Ernesto Nassi, vicepresidente di Anpi Roma, ha detto: “La decisione del consiglio d’istituto del liceo scientifico Righi di annullare l’assemblea degli studenti prevista oggi con la partecipazione della partigiana Giovanna Marturano, che ha compiuto cento anni lo scorso 27 marzo, protagonista della Resistenza, medaglia di bronzo al valor militare e presidente onorario dell’Anpi di Roma, è un segnale molto brutto per la nostra città che già vive una fase molto preoccupante di rigurgito del neofascismo e dell’antisemitismo. Ma è anche un atto offensivo verso chi ha combattuto per la libertà e per la democrazia in Italia”.

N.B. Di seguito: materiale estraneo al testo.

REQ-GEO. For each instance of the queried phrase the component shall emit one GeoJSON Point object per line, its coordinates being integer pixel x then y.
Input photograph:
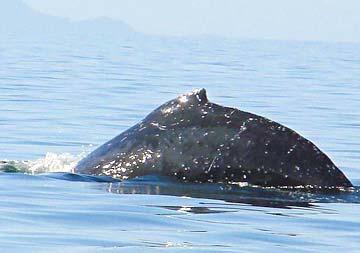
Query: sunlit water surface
{"type": "Point", "coordinates": [62, 97]}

Nassi ha spiegato quanto accaduto: ” La votazione del consiglio di istituto ha avuto 5 sì, 4 voti contrari e 4 astenuti con la preside che ha votato no: come abbiamo commentato questa mattina nel nostro comunicato, appena appresa la notizia è una cosa vergognosa. La motivazione addotta, ovvero il timore di contestazioni da parte di frange organizzate dell’estrema destra, dopo l’episodio avvenuto al liceo Avogadro nei confronti del partigiano Mario Bottazzi, è davvero sconcertante. Sulla base di questo ragionamento, le scuole romane dovrebbero piegarsi di fronte alle minacce di violenze fisiche o verbali da parte dei gruppi neofascisti e non dovrebbero piùorganizzare incontri o assemblee con i testimoni della Resistenza, della deportazione o della Shoah.  In questo modo il lavoro didattico sulla Memoria verrebbe privato di un momento importantissimo come quello del confronto con i protagonisti dell’epoca. L’Anpi auspica che la preside del Righi e il consiglio d’istituto ritornino al piu’ presto sulle proprie decisioni, accogliendo le richieste degli studenti e revocando questa decisione assurda, e da’ la sua disponibilità ad incontrare i dirigenti scolastici del liceo”.